In 2023, Safouris, A and colleagues conducted a meta-analysis of 11 observational studies, including 2019 patients who received Endovascular Therapy (EVT) and 3171 patients who received medical treatment, all with NIHSS scores ≤5 and anterior circulation LVO. The analysis revealed no difference between the two groups in terms of 90-day modified Rankin Scale (mRS) scores of 0-1 and 0-2. However, the incidence of symptomatic hemorrhage was significantly higher in patients who underwent EVT compared to those who received medical treatment17.
Without aggressive treatment, approximately one-quarter to one-third of patients with LVO-induced minor strokes may experience neurological deterioration, leading to poor prognosis. Additionally, LVO is a high-risk factor for stroke recurrence, with about 33.3% of patients experiencing a recurrence within one year18. Therefore, active treatment, particularly vascular recanalization, is justified for LVO-induced minor strokes, both to reduce disability and to prevent stroke recurrence. However, there is still a lack of consensus on how to identify high-risk populations for these more aggressive treatments.
In 2019, the European Stroke Organisation's Minimally Invasive Neurotherapy Society made recommendations regarding the use of EVT for minor strokes caused by LVO19. These recommendations include:
1. EVT should be considered for patients with evident disabling strokes, such as significant motor function deficit, aphasia, or hemianopia.
2. EVT may be indicated even after intravenous thrombolysis if symptoms worsen.
3. There is no consensus among experts on the use of EVT for non-disabling strokes, such as unilateral sensory disturbances.
Additionally, other studies have identified high-risk factors associated with LVO-induced strokes. These include:
• The condition of collateral circulation (robustness) 20-22.
• Occlusion location, including carotid artery occlusion and tandem occlusions23.
• Time from onset to hospital arrival24.
• Blood pressure variability25.
• Uncontrolled blood glucose levels26.
• Size of the infarct volume27.
A 2021 study by Seners, P, et al. 28, found that an increase of ≥4 points in the NIHSS within 24 hours of intravenous thrombolysis, indicating END, could predict poor outcomes following EVT in patients with LVO-induced minor strokes.

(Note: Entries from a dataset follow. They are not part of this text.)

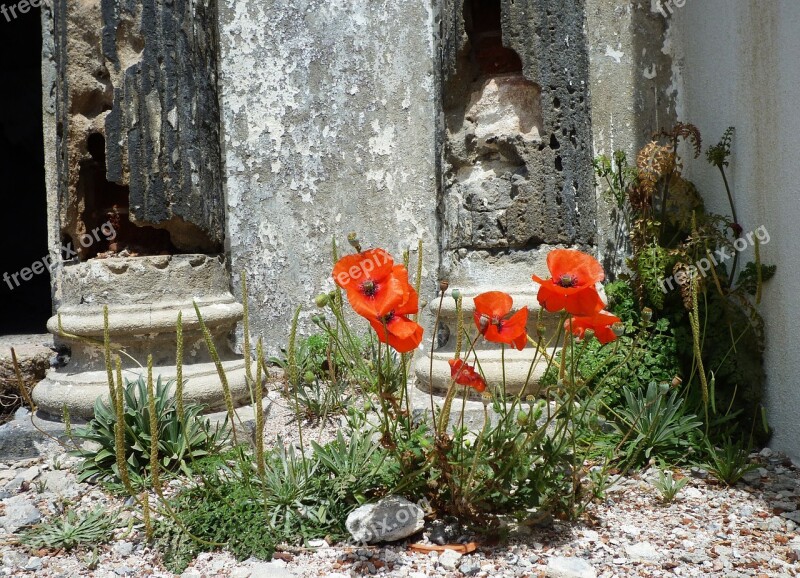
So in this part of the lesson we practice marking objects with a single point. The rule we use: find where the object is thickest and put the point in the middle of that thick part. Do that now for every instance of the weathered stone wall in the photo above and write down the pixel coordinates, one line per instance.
(329, 126)
(736, 64)
(633, 95)
(138, 124)
(517, 159)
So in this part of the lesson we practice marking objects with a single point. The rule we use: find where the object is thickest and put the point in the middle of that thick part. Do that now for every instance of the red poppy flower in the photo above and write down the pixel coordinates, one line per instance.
(369, 279)
(600, 323)
(572, 286)
(491, 309)
(394, 327)
(464, 374)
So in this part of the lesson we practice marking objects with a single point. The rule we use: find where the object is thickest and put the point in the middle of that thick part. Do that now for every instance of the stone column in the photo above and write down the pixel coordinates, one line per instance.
(516, 173)
(138, 203)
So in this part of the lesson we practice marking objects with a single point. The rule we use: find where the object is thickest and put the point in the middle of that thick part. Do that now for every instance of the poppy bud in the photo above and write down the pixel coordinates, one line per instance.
(352, 238)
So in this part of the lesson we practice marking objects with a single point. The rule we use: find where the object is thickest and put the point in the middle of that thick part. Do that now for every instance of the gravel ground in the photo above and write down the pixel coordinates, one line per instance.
(709, 530)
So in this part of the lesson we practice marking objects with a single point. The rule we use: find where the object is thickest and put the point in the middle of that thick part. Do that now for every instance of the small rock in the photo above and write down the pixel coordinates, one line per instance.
(794, 549)
(560, 567)
(270, 570)
(642, 552)
(469, 568)
(443, 532)
(793, 516)
(123, 548)
(630, 530)
(691, 493)
(20, 512)
(784, 506)
(391, 518)
(699, 473)
(25, 476)
(14, 559)
(449, 559)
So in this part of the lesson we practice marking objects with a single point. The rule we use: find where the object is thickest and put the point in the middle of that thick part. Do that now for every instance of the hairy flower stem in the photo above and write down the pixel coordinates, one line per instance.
(433, 348)
(226, 390)
(444, 415)
(697, 346)
(119, 430)
(148, 524)
(23, 390)
(259, 406)
(291, 352)
(248, 372)
(735, 220)
(179, 366)
(151, 402)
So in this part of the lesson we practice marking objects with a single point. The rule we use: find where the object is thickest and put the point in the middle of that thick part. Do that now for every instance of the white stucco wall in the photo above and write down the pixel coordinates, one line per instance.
(737, 62)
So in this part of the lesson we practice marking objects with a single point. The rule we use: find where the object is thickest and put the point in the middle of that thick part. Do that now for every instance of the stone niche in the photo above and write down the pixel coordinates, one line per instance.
(139, 159)
(516, 173)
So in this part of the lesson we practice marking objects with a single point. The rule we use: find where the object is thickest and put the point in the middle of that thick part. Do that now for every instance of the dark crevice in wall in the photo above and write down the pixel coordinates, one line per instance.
(516, 148)
(105, 220)
(25, 285)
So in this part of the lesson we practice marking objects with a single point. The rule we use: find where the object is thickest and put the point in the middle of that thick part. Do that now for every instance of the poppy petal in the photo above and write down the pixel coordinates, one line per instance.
(585, 268)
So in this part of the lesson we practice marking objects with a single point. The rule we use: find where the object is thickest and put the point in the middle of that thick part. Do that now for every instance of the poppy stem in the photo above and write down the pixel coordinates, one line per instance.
(433, 348)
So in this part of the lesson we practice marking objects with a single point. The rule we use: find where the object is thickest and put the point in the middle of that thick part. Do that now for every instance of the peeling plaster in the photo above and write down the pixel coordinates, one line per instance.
(329, 126)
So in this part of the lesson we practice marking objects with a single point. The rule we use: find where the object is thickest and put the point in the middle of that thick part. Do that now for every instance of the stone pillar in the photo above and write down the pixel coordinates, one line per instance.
(516, 173)
(143, 296)
(139, 202)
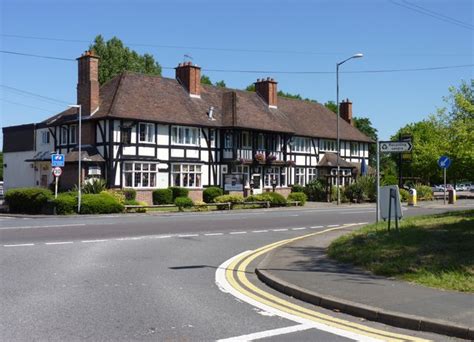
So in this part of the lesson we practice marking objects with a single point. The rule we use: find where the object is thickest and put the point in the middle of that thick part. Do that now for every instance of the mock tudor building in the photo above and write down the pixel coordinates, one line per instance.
(147, 132)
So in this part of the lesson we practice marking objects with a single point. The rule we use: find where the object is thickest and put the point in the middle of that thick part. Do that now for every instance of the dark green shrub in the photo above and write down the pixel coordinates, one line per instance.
(297, 188)
(210, 193)
(183, 202)
(163, 196)
(315, 190)
(102, 203)
(27, 200)
(178, 192)
(298, 196)
(66, 203)
(130, 194)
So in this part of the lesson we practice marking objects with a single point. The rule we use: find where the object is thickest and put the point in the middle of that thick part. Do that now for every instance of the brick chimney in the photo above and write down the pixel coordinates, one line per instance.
(267, 90)
(345, 110)
(88, 82)
(189, 76)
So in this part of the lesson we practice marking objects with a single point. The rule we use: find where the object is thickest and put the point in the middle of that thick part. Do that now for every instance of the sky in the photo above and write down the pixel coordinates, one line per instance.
(269, 37)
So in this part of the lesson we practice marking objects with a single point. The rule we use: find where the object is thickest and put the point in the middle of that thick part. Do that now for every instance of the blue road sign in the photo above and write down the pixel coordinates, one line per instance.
(444, 162)
(57, 160)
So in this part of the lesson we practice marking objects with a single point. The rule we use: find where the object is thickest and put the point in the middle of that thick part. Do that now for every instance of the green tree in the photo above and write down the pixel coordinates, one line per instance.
(116, 58)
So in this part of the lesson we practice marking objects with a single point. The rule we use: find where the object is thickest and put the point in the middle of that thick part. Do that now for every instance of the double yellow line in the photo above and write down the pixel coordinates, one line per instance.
(237, 278)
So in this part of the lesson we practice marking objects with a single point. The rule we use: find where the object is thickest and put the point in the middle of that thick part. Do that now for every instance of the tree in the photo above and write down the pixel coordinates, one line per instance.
(116, 58)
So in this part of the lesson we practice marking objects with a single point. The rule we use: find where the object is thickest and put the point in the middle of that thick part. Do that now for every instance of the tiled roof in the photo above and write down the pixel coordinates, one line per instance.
(155, 98)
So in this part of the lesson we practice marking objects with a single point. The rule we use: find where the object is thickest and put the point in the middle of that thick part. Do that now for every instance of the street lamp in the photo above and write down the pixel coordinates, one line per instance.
(357, 55)
(79, 107)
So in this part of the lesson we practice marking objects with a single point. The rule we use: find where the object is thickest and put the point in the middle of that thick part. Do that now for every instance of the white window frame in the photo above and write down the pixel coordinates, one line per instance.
(149, 133)
(186, 173)
(147, 174)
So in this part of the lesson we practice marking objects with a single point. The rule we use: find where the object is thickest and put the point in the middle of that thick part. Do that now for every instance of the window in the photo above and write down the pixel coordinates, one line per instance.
(139, 175)
(146, 132)
(277, 173)
(45, 138)
(181, 135)
(299, 175)
(186, 175)
(72, 134)
(328, 145)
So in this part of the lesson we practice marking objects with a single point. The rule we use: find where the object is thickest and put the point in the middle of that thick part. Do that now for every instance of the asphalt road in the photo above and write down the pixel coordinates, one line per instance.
(142, 277)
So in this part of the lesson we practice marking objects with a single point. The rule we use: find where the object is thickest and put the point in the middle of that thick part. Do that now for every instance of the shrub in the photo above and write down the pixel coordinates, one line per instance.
(102, 203)
(94, 186)
(183, 202)
(297, 188)
(178, 192)
(130, 194)
(298, 196)
(404, 195)
(66, 203)
(27, 200)
(424, 192)
(315, 190)
(163, 196)
(212, 192)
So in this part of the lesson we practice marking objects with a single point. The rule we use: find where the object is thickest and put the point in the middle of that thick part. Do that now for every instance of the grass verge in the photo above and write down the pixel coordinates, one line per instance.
(435, 250)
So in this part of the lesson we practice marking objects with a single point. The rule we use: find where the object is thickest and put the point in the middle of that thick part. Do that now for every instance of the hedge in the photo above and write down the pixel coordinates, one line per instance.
(179, 192)
(183, 202)
(163, 196)
(102, 203)
(298, 196)
(209, 194)
(27, 200)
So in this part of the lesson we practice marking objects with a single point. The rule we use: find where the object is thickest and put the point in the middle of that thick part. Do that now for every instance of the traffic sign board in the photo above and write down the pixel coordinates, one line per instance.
(395, 146)
(57, 160)
(57, 171)
(444, 162)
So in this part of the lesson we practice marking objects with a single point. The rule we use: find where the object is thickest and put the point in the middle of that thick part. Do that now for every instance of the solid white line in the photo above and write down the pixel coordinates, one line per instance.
(224, 286)
(20, 245)
(268, 333)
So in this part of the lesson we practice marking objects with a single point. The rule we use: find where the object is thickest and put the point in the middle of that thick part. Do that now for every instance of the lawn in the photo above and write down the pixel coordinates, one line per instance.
(435, 250)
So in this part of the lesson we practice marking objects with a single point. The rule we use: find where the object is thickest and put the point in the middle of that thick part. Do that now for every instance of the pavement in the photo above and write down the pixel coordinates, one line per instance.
(302, 270)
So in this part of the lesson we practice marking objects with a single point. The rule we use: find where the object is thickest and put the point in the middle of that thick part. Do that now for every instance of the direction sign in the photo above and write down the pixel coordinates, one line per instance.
(444, 162)
(57, 171)
(395, 146)
(57, 160)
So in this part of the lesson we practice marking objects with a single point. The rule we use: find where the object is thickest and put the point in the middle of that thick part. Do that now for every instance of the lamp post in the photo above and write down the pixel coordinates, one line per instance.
(357, 55)
(79, 179)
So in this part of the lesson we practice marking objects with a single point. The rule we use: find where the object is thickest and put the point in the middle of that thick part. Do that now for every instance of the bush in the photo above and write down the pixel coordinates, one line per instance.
(183, 202)
(130, 194)
(297, 188)
(94, 186)
(212, 192)
(315, 190)
(424, 192)
(27, 200)
(163, 196)
(102, 203)
(178, 192)
(66, 203)
(298, 196)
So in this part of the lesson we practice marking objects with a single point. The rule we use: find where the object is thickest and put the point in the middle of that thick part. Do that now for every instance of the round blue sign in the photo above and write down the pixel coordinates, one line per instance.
(444, 162)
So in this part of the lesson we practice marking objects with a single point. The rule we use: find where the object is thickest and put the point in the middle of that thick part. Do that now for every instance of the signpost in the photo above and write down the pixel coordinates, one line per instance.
(444, 162)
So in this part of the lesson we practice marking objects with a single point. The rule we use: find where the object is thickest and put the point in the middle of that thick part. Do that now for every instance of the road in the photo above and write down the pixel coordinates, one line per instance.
(146, 277)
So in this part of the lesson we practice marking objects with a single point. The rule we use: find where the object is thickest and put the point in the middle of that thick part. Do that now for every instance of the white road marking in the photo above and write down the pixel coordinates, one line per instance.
(20, 245)
(268, 333)
(224, 286)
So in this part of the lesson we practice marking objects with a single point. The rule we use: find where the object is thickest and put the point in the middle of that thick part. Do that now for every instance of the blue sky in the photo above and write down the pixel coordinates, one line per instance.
(270, 36)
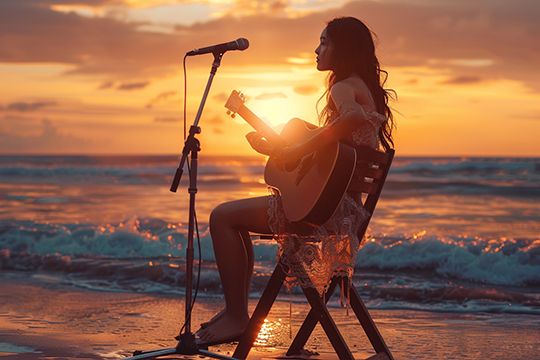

They proposed an Early Neurological Deterioration of Presumed Ischemic Origin (ENDi) score, with a total of 4 points. In this scoring system, thrombus length ≥9mm scores 1 point, occlusion in the M2 segment scores 0 points, distal M1 scores 1 point, proximal M1, basilar artery, or tandem occlusions score 2 points, and internal carotid artery occlusion scores 3 points. The probability of ENDi with scores of 0, 1, 2, and 3-4 points is approximately 3%, 7%, 20%, and 35%, respectively.
In summary, there is currently a lack of high-sensitivity and high-specificity predictive markers, whether clinical or imaging-based, for identifying high-risk populations or determining who needs EVT for LVO-induced minor strokes. Although there is no consensus in the current research, with the advancement of vascular recanalization techniques and materials, the exploration of safe and effective endovascular recanalization treatments for patients with LVO-induced minor strokes is still necessary.